Untuk Anda yang tidak mempunyai titipan harta yang banyak, belajarlah dari Sayidah Fathimah as dan Imam Ali as yang dalam keadaan tak berharta, tetap bertakwa, tak merasa sedih dan tetap beramal baik.[6]
Diriwayatkan bahwa ketika Sayidah Fathimah as hendak menikah dengan Imam Ali as, Rasul saw membelikan baju baru untuk putri kesayangannya tersebut. Namun ketika tiba waktu pernikahan, Rasul saw melihat Sayidah Fathimah tetap mengenakan baju lama dan tak memakai baju baru, hadiah dari Ayahandanya.
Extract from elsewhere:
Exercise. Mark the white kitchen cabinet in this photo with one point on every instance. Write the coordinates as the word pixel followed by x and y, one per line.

Rasul saw bertanya, “Wahai anakku kenapa kau tak mengenakan baju yang aku berikan?”
Putrinya menjawab, “Wahai Rasulullah, aku mendengar engkau bersabda bahwa amal yang paling baik adalah memberikan apa yang paling kita sukai, dan aku pun melakukan hal itu.”[7]
Itulah sebenar-benar akhlak mulia, budi pekerti agung yang dicontohkan oleh para auliya Allah dan sangat layak diteladani.
Dari pemaparan di atas dapat disimpulkan bahwa dunia mempunyai dua sisi. Di satu sisi ia bisa menjadi perantara dan wasilah untuk sampai pada kesempurnaan dan di sisi lain, ia bisa menjadi benteng kuat yang menghalangi kita untuk sampai pada kesempurnaan apabila kita lalai terhadapnya. Hal ini sebagaimana disampaikan Amirul Mukminin, Imam Ali as, “Janganlah kalian meminta di dunia melebihi kebutuhan dan janganlah kalian mencari dari dunia melebihi keperluan.” [8] (Sutia/Yudhi)
[1] Mizan al-Hikmah, jild 4, hal 1693, terjemahan bahasa Persia
[2] Darsnomeh Akhlaq, hal 16
[3] Ibid
[4] Darsnomeh Akhlaq, hal 63. Dikutip dari Nahj al-Balaghah, hikmat 131
[5] Darsnomeh Akhlaq, hal 63.
[6] Lih. Surah al-Insan.
[7] Penulis tidak begitu ingat redaksi pastinya, namun isinya kurang lebih seperti itu.
[8] Mizan al-Hikmah, jild 4, hal 1695.